Spark inside: What the hell is an RDD?

Source: Internet
Author: User

Rdd It is the spark base, which is the most fundamental data abstraction. Http://www.cs.berkeley.edu/~matei/papers/2012/nsdi_spark.pdf It is open with an Rdd file. Suppose the English reading is too time consuming: http://shiyanjun.cn/archives/744.html

This article is also based on this paper and source code, analysis of the implementation of RDD.

First question, what is an RDD? Resilient Distributed Datasets(RDD,) Elastic distributed data sets. An RDD is a collection of only read, partitioned records.

The RDD can only be created based on running deterministic operations on datasets in stable physical storage and other existing RDD. These deterministic operations are called transformations. such as map, filter, GroupBy, join (the conversion is not a process developer running on the RDD).

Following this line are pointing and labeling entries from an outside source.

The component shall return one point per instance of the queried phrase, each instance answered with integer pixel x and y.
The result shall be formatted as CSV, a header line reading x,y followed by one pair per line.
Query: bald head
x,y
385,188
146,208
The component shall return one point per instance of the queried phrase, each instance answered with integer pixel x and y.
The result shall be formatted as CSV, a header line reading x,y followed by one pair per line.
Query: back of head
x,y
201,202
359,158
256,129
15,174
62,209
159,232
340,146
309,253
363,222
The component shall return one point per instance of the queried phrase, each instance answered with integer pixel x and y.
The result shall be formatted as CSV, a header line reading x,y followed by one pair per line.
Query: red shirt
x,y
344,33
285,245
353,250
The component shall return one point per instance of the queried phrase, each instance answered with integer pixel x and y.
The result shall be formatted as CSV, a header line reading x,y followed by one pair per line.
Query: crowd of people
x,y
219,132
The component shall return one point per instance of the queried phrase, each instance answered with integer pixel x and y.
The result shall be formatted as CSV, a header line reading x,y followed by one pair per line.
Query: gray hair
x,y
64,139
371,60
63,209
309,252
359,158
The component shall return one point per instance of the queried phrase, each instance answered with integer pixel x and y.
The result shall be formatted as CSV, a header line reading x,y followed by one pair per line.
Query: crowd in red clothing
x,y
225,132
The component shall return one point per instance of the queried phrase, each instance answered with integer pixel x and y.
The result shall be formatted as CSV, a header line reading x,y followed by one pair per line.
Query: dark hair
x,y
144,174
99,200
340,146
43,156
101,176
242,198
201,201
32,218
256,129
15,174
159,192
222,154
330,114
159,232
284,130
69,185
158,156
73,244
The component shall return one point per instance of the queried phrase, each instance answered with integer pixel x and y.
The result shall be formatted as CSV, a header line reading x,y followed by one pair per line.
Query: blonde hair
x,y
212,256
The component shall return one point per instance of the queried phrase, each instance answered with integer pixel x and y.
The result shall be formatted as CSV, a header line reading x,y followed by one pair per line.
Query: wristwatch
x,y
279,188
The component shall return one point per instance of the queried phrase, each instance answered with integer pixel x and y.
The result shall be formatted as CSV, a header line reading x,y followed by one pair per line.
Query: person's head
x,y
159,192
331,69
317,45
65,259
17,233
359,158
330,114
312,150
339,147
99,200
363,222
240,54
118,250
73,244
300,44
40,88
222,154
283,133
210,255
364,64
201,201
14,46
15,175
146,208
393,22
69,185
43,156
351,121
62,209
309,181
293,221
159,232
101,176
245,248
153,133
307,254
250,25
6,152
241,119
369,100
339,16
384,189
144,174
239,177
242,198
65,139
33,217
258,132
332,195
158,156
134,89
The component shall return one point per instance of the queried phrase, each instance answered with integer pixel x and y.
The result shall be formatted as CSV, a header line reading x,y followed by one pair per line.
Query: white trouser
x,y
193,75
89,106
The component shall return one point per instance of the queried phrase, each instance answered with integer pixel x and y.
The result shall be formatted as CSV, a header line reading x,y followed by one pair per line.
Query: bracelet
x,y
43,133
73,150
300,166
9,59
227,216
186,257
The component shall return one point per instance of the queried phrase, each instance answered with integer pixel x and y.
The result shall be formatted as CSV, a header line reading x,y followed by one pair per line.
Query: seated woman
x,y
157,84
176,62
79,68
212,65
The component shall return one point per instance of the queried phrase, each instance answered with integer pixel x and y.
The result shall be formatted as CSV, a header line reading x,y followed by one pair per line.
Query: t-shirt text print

The RDD does not need to be materialized. The RDD contains information about how to derive (that is, calculate) the Rdd from other rdd (i.e., lineage). Accordingly, the corresponding RDD partition can be computed from the data of the physical storage.

Take a look at an overview of the internal implementation for RDD:

internally, each RDD are characterized by five main properties:
 *
 * & nbsp;-a list of partitions
 *  -a function for computing each split
 *  -A List of Dependenci Es on other RDDs
 *  -Optionally, a partitioner for key-value RDDs (e.g. to say that the RDD is Hash-partiti oned)
 *  -Optionally, a list of preferred locations to compute each split on (e.g. block locations for
& nbsp;*    an HDFS file)

Each RDD has 5 basic properties:

    1. A set of shards (partition). That is, the basic constituent unit of the data set
    2. A function to compute each shard
    3. Dependency on the parent Rdd, this dependency description describes the lineage between the Rdd
    4. For Key-value's Rdd, a partitioner
    5. A list that stores access to each partition's preferred location. For an HDFs file. Stores the location of the block where each partition resides.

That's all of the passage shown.